LabVIEW has subVIs which are effectively no different from any subroutine or method in another language. LabVIEW has dynamic dispatch so it can run code with heterogeneous ancestry. You can launch code asynchronously in the background, which isn't even necessary to accomplish multi-threaded execution in LabVIEW (though there are plenty of other gotchas for those used to manual control of threading along with a couple of sticky single threaded processes that might get into your way when trying to high level reusable code). You can even implement by-reference architectures adding yet another way to break out of the 2D-ness of its diagrams. Perhaps a new development for most here will be that LabVIEW is now completely free for personal use (non-commercial & non-academic). Still, like some have pointed out, LabVIEW really shines with its hardware integration. It's the Apple of the physical I/O world. The only reason I avoid it for anything larger than small projects is it needing it's not tiny run-time engine which isn't any different from .Net distributables just more.... niche?

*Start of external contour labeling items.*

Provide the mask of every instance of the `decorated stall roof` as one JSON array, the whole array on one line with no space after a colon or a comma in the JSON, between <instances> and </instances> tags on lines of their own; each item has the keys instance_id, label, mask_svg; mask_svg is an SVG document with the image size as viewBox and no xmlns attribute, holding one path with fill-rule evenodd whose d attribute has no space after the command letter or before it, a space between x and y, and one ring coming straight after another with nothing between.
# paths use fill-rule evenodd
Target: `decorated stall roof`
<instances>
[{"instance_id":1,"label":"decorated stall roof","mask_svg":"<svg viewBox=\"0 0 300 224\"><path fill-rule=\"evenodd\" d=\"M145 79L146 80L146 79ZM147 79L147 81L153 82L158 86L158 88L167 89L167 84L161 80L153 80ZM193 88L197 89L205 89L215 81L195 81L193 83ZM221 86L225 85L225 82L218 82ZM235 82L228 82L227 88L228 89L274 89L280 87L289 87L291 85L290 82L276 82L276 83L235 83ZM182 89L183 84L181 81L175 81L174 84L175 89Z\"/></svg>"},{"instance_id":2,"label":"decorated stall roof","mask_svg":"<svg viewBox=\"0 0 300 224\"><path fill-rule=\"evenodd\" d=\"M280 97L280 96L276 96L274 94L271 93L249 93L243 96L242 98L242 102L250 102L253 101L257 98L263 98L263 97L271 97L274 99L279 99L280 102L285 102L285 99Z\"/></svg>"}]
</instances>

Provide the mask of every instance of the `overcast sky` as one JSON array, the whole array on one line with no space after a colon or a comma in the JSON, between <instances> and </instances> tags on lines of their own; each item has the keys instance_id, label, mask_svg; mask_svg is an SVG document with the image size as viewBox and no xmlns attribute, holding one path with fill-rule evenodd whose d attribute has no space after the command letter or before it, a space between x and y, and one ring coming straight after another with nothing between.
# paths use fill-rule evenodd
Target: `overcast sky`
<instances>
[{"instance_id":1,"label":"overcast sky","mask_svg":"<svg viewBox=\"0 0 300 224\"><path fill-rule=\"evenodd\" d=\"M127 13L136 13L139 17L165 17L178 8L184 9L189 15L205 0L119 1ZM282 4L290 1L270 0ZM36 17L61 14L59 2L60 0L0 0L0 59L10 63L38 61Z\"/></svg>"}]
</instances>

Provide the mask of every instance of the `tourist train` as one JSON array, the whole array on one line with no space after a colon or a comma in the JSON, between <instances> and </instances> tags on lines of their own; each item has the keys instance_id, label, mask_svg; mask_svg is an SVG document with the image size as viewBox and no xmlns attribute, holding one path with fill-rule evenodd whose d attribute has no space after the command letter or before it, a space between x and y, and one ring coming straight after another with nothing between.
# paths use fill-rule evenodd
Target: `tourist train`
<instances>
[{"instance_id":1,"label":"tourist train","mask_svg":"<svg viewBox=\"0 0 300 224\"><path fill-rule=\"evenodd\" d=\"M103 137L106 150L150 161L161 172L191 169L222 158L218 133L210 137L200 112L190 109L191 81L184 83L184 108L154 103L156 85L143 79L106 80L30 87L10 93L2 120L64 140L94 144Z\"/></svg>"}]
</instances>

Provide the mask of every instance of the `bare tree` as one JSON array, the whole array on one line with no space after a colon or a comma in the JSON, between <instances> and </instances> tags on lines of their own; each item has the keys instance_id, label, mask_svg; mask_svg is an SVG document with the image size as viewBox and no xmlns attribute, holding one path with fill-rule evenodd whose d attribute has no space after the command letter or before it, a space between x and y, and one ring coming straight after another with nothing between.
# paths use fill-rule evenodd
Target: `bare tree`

With text you get top to bottom lines of text (a single dimension) and any additional dimensionality has to be conceptualized completely in your mind... Or in design tools like UML... which display relations in a 2D manner. SQL design tools these days provide 2D visualizations in a graph-like manner to relate all the linkages between tables. User stories, process flow, and state diagrams are (or at least should be) mapped out in 2D in a design document before putting down code. How does the execution order of functions and the usage of variables provide any more freedom?
All I want to establish is that LabVIEW is another tool in the toolbox. People used to text are used to SEEING a single dimension and thinking about all the others in their head or outside the language. LabVIEW places two dimensions in front of you which changes how you can/have to think about the other dimensions of the software. With skilled architecture of a LabVIEW program the application will already resemble a UML, flow, or state chart. I do agree that some stuff that feels much simpler in text languages such as calculations are much more of a bear in LabVIEW; tasks that are inherently single dimensional in their text expression suddenly fan out into something more resembling the cmos gate logic traffic light circuit I made at uni.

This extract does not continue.